Graph-based malware detection using machine learning.
| Table of Contents |
|---|
| Installation |
| Usage |
This program uses pip to manage all module dependencies. The easiest way to get started is to initialize a new virtual environment and install all packages using the requirements.txt file.
$ py -m venv venv
$ ./venv/bin/activate
$ pip install -r requirements.txt
$ python3 -m venv venv
$ source ./venv/bin/activate
$ pip3 install -r requirements.txt
Please note that your system may vary slightly in the installation process.
Very generally, Graphene has two modes: feature extraction and model training. The biggest difference in running Graphene will come from what features are extracated and what model architecture is trained.
Most capabilities of Graphene can be accessed through the Graphene.py Python script.
Generating a dataset from executables can be done by passing generate as the mode of operation.
$ py src/Graphene.py --mode generate
Configuration data for the generation process can be found in generate.json
A total of four traversal algorithms are used:
- Breadth-First
- Depth-First
- Beam Traversal
- Node2Vec
The beam traversal has capabilities for three different heuristic algorithms: out-degree, function size, and random weight assignment.
Node2Vec generates its own embeddings at runtime.
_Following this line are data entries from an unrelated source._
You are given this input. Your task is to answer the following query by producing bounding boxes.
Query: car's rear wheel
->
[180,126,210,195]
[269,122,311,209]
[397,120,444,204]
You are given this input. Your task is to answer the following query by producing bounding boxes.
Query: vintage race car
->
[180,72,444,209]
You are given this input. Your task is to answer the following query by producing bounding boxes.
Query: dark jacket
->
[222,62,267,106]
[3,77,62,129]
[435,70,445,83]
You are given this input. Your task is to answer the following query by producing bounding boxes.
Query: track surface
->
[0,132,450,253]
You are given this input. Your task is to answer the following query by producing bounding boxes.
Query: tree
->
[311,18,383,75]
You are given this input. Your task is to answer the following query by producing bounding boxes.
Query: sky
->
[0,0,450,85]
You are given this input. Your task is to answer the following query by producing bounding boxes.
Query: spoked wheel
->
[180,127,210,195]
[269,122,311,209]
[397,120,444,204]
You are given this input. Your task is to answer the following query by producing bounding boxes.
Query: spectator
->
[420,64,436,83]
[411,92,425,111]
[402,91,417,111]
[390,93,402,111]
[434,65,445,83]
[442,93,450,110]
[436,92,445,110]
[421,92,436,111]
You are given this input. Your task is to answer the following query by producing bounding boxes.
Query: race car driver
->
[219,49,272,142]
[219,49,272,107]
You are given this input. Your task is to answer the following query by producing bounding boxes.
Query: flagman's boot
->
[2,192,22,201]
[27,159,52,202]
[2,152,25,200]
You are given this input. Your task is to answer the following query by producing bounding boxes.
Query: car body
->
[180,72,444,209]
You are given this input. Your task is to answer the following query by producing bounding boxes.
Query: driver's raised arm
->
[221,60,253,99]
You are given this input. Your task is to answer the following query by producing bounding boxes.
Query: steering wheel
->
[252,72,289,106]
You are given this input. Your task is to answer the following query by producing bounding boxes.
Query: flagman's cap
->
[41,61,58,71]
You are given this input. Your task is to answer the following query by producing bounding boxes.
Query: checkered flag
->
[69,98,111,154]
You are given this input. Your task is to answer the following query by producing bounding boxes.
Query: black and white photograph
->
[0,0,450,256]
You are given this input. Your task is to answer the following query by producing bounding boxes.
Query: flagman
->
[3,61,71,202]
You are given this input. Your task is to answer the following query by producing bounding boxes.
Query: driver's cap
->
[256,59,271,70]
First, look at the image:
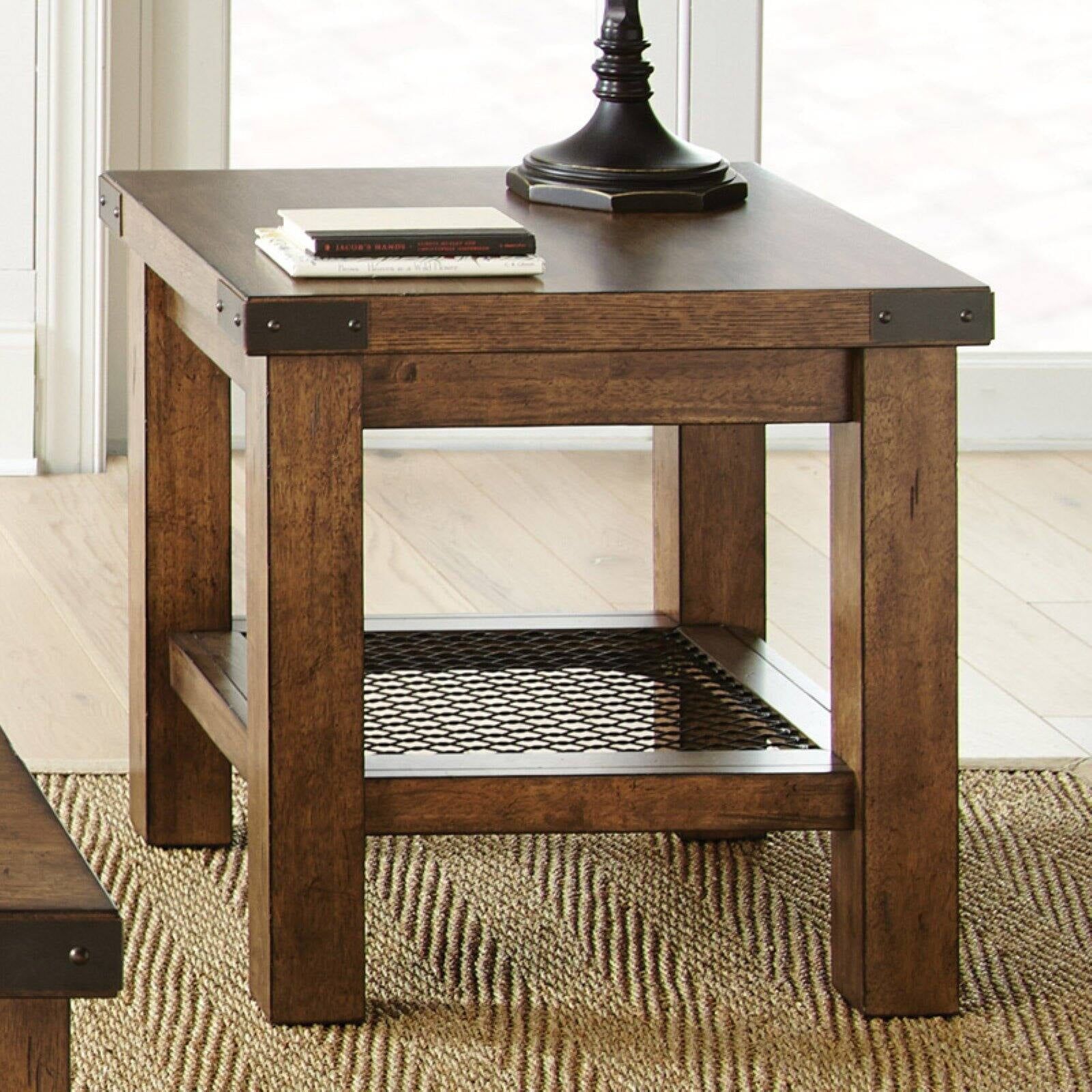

It is currently only implemented for the RNN and DNN due to RoBERTa utilizing its own tokenizer.
Various model architectures are also supported.
| Architecture | Attributes | Config File |
|---|---|---|
| Recurrent Neural Network | Multi-layered model with LSTM | rnn.json |
| RNN with Node2Vec | RNN architecture with Node2Vec embeddings | rnn_node2vec.json |
| Deep Neural Network | Six Linear layers with ReLU activation |
dnn.json |
| DNN with Node2Vec | DNN architecture with Node2Vec embeddings | dnn_node2vec.json |
| Large Language Model | Utilizes RoBERTa as base model | tformer.json |
Training a model requires specifying the model architecture beforehand. Like with feature extraction, this is done using the -m or --mode command line argument. A list of available options can be obtained by running the following command.
$ py src/Graphene.py --help
Current options for model training are:
dnn: Train a DNN using standard traversal algorithms and embeddings.rnn: Train a RNN using standard traversal algorithms and embeddings.dnn_node2vec: Train a DNN using embeddings generated by Node2Vec.rnn_node2vec: Train a RNN using embeddings generated by Node2Vec.tformer_train: Trains a RoBERTa-based binary classifier.
Parameters used by the model during training are defined in the corresponding .json file. A link to any given model's configuration file can be found in the table above.
Explainability mechanisms for the RoBERTa model are implemented using the Captum module. This allows for obtaining explanations at the token level, which can then be aggregated to generate a word-level attribution. See Explainability.py for an example of how word attributions can be calculated.
The second portion of this repository allows for launching adversarial attacks on a RoBERTa model. In almost every case, the model is trained and the attack is launched in series. The type of attack launched is in a white-box scenario, meaning there is full access to the target model. Adversarial attacks utilize the explainability mechanisms explained in the previous section.